The CAVE design enables unique folded lens optics to maximise the room’s real estate while offering vibrant high-resolution images to this faceted array. The solution is driven by dedicated PC-image generators with GPUs synchronised in both hardware and software to address the demands of rendering large complex datasets.
Due to the varied use of the CAVE, the university required a system which could be used by students from a range of technical backgrounds and abilities. “We needed to mitigate the need for complicated programming or the use of additional programmes before a model could be viewed in VR,” said Stephen Calcutt, technical manager and co-ordinator for the University of Huddersfield.
“Antycip Simulation recommended that we use the TechViz software as its support of native applications such as Solidworks, Navisworks, Revit and Rhino, which are used by the School of Art, Design and Architecture, makes it a vital component of the ease of use system. It allows students to create and instantly display 3D stereoscopic interactive content within the CAVE that is dynamically linked to the applications they know, without having to convert complicated data first.”
TechViz’s compatibility with over 200 industry standard applications makes it a flexible system to use, as it will be able to adapt to the university’s changing requirements in the standard applications it uses for the foreseeable future. Without this vital system, students with no background in VR would find it challenging to get their datasets displayed within the CAVE, as they would have been forced to export or translate the file formats, optimise the rendering performance, and load the dataset into another third party rendering solution that can drive the CAVE.

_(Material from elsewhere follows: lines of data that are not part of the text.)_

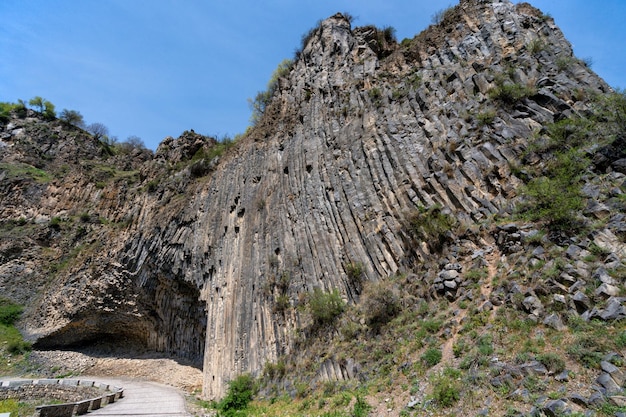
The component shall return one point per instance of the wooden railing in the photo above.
(110, 395)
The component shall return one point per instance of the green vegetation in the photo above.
(432, 357)
(431, 225)
(11, 341)
(380, 303)
(240, 393)
(355, 272)
(6, 109)
(202, 161)
(45, 107)
(446, 390)
(441, 15)
(9, 312)
(556, 198)
(72, 117)
(554, 193)
(536, 45)
(325, 307)
(263, 98)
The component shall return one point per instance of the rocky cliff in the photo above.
(212, 258)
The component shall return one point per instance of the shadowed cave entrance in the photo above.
(169, 322)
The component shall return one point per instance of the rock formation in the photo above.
(189, 255)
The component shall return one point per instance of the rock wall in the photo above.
(360, 134)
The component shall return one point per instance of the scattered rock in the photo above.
(554, 320)
(608, 384)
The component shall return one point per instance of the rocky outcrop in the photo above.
(191, 256)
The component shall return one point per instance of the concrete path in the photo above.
(142, 398)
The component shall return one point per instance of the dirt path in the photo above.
(143, 398)
(145, 366)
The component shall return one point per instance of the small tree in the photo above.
(72, 117)
(263, 98)
(98, 130)
(48, 112)
(325, 306)
(38, 103)
(240, 393)
(44, 107)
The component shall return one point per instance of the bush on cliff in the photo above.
(240, 393)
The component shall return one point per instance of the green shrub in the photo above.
(446, 391)
(325, 306)
(275, 370)
(557, 198)
(263, 98)
(355, 271)
(281, 303)
(17, 347)
(432, 357)
(431, 225)
(536, 45)
(241, 390)
(380, 303)
(441, 15)
(9, 312)
(9, 406)
(361, 407)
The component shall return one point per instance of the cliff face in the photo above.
(193, 259)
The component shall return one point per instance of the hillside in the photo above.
(435, 224)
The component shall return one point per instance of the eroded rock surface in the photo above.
(191, 258)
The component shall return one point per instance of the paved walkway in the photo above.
(142, 398)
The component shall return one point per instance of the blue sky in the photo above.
(154, 68)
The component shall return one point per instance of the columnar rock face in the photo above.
(360, 134)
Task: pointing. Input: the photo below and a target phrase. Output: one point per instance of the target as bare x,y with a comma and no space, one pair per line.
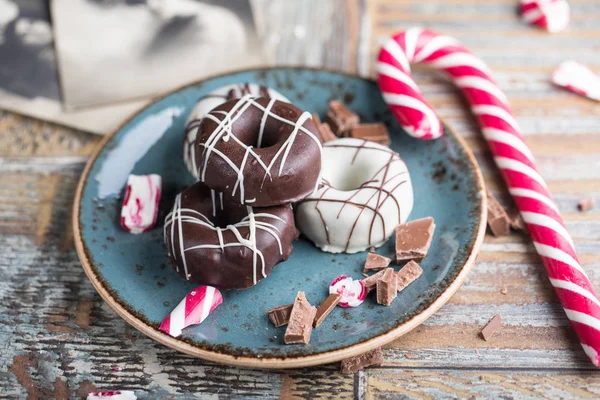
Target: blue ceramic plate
133,275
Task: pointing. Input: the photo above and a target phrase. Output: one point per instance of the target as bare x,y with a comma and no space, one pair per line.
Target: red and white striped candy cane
192,310
550,237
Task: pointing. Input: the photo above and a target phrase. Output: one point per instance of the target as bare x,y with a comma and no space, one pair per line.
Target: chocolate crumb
354,364
371,281
280,316
498,220
340,118
325,308
413,239
324,129
377,133
408,274
301,320
586,203
376,262
488,331
387,287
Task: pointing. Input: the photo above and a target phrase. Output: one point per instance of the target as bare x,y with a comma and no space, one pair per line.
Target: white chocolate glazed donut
366,193
212,100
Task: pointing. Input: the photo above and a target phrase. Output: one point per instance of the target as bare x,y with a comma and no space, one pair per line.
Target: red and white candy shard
140,206
192,310
551,15
112,395
577,78
353,292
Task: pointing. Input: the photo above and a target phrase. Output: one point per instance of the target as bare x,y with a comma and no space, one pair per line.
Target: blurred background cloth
114,55
110,51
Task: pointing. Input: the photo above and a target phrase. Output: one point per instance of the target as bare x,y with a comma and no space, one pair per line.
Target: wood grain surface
59,340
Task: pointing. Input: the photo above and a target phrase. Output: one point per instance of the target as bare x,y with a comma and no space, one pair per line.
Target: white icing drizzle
179,216
208,102
224,132
378,198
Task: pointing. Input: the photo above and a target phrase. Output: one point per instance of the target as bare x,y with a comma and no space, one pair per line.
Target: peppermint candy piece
577,78
551,15
353,292
140,206
112,395
192,310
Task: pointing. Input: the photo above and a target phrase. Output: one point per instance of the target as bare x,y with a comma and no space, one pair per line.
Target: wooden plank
445,384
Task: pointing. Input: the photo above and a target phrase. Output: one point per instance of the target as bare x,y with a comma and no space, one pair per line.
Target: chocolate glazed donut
212,240
261,152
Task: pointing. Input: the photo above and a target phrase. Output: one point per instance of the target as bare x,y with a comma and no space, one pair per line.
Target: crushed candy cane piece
140,205
577,78
112,395
192,310
353,292
551,15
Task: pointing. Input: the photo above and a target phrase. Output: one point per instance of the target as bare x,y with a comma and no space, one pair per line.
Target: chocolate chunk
354,364
326,307
516,221
373,132
324,129
586,204
300,323
413,239
371,281
387,287
280,316
375,261
498,220
491,328
340,118
408,274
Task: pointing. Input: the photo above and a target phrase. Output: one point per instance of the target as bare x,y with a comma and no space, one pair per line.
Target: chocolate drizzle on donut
380,194
259,151
213,241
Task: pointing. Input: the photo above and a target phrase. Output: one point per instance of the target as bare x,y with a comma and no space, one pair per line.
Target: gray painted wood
59,340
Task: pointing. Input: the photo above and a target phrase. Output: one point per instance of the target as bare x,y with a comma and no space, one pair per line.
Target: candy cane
550,237
192,310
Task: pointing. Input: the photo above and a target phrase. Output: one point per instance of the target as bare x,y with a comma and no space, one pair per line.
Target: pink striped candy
353,292
512,156
192,310
551,15
140,206
577,78
112,395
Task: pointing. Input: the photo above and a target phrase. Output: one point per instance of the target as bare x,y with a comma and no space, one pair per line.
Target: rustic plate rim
272,362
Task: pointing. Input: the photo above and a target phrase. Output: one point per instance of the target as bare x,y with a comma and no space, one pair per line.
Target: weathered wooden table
60,340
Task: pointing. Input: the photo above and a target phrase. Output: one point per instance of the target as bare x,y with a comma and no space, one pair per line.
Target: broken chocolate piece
375,262
373,132
354,364
280,316
371,281
498,219
408,274
491,328
300,323
324,130
586,204
387,287
326,307
340,118
413,239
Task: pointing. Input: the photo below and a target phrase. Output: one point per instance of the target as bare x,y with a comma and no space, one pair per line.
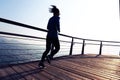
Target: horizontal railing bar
15,37
40,29
20,35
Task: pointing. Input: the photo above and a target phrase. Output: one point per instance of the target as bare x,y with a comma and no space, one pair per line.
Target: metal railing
83,42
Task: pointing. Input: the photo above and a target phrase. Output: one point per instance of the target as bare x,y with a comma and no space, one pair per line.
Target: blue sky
96,19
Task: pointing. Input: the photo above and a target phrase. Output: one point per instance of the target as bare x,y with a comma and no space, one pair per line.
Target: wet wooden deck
77,67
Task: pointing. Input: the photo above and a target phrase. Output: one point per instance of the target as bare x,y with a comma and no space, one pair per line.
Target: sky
89,19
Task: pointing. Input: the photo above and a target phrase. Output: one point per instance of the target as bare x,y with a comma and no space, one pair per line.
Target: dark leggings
51,42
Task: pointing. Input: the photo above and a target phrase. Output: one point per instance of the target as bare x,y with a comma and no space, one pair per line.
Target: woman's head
55,10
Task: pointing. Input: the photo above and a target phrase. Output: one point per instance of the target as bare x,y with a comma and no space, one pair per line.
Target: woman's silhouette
52,40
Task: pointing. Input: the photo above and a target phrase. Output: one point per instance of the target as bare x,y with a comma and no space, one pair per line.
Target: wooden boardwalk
77,67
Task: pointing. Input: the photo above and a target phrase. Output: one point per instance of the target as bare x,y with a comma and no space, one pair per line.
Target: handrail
40,29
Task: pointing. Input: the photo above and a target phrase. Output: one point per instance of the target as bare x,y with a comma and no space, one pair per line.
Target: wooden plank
66,68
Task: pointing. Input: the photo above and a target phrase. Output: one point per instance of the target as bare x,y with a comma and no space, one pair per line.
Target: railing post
71,48
100,51
83,47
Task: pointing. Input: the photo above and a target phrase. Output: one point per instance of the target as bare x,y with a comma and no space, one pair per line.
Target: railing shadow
21,75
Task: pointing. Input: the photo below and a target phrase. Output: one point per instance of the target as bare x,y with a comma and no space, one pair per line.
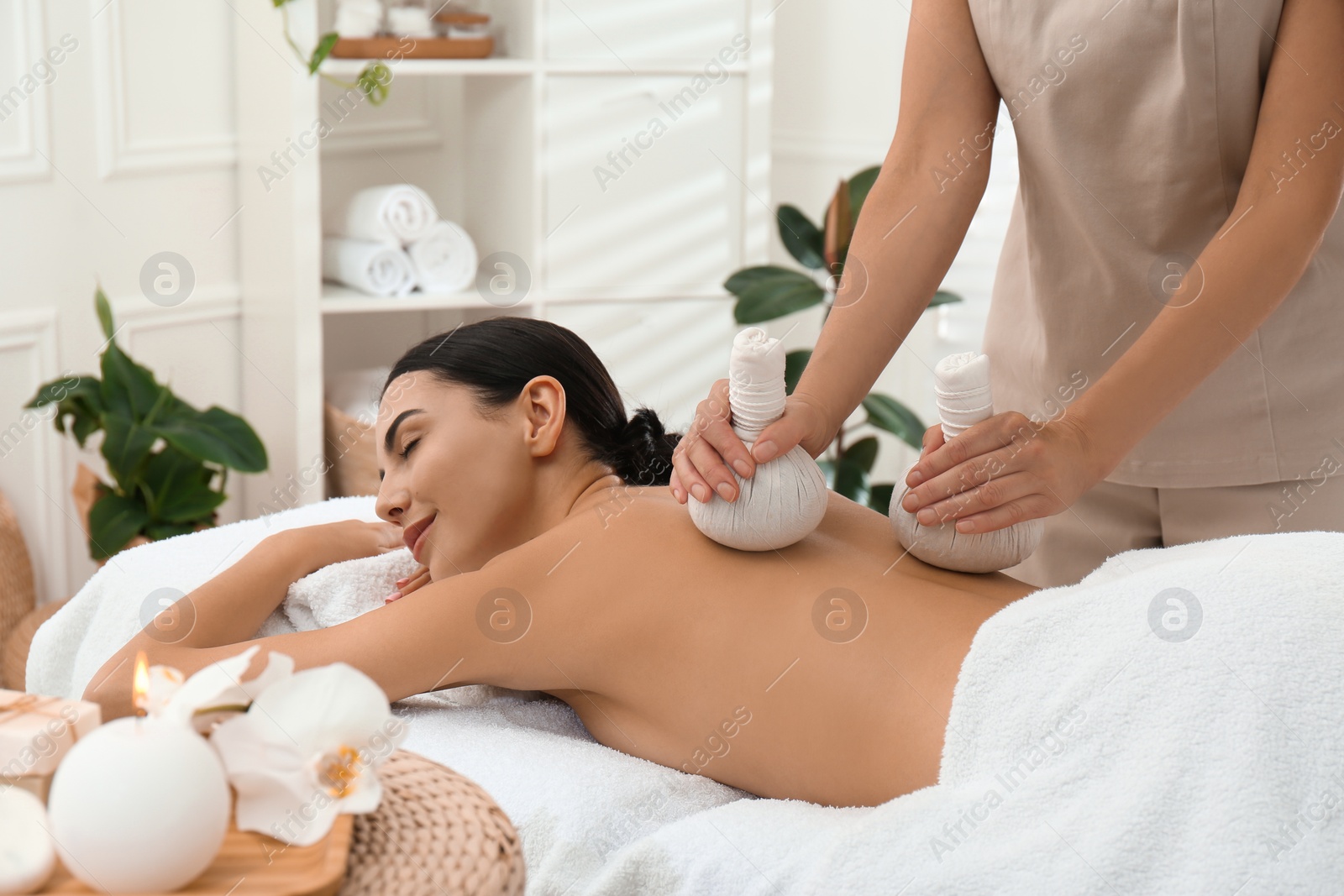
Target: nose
391,500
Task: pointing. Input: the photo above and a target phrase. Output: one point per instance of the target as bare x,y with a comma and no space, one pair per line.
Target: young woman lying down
559,562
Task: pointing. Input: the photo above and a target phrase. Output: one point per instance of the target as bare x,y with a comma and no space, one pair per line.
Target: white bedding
1085,752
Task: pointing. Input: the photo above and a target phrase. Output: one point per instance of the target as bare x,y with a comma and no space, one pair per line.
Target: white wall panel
24,76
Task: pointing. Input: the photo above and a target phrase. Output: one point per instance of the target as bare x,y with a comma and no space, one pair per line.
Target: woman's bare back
820,672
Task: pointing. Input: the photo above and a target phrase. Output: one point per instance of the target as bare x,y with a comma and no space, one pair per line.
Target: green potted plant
161,452
768,291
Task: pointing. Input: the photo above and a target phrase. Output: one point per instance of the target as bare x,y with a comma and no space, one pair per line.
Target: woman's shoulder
628,521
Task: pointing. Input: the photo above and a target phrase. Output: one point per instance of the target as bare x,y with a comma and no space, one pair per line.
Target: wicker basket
351,459
434,833
17,593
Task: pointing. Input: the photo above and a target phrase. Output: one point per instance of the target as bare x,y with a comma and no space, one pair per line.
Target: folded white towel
374,268
444,258
391,214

Additionally, each university department relies on a diverse selection of applications specific to individual subjects and focuses, making it a challenge for a CAVE system to support the specific requirements of each department. The CAVE accepts any OpenGL visual based content, making automatic changes upon the original dataset without the need for reverse engineering. Live changes to the dataset can even be shown within the CAVE.
“Solidworks datasets can for example be opened up in 2D on the Host and TechViz will intercept this application, taking a student’s work straight into the CAVE supporting the spatial tracking system and a host of interactive features as they explore and review their data dynamically in an immersive manner,” explained Mould. “In short, it makes VR easy.”
The installation was implemented during a larger building project, which came with its own obstacles and challenges.
“The nature of the build made this project particularly challenging,” said Craig Pickard, director of projects from Roche AV. “We co-ordinated at a very detailed level with everyone on site in order to be ready on time. Specific planning was required to coordinate with the abundance of trades on site, including floor fitters, electricians, AV engineers and even air-conditioning operatives. We worked tirelessly with Antycip Simulation to complete the project in line with the building dates, ready with a working system for the student open day and unveiling of the building.”
The outcome was a VR CAVE which suited the university’s needs perfectly. “Antycip Simulation was receptive and cooperative throughout the project to ensure the best outcome,” said Craig Pickard. “The team worked collaboratively with us at Roche AV and the university to deliver the installation.”
“By demonstrating the approach in our HUB demonstration centre in Oxfordshire, the university could see how easy and beneficial stepping into a VR environment is, such as offering instant comprehension of their 3D models. It gave the university clarity on the project’s outcome before completion, and ultimately meant the final outcome was exactly as expected,” Mould said. “Combining our specialist knowledge with that of our partner Roche AV, the university had the reassuring strength of our two companies to successfully deliver this wonderful new asset.”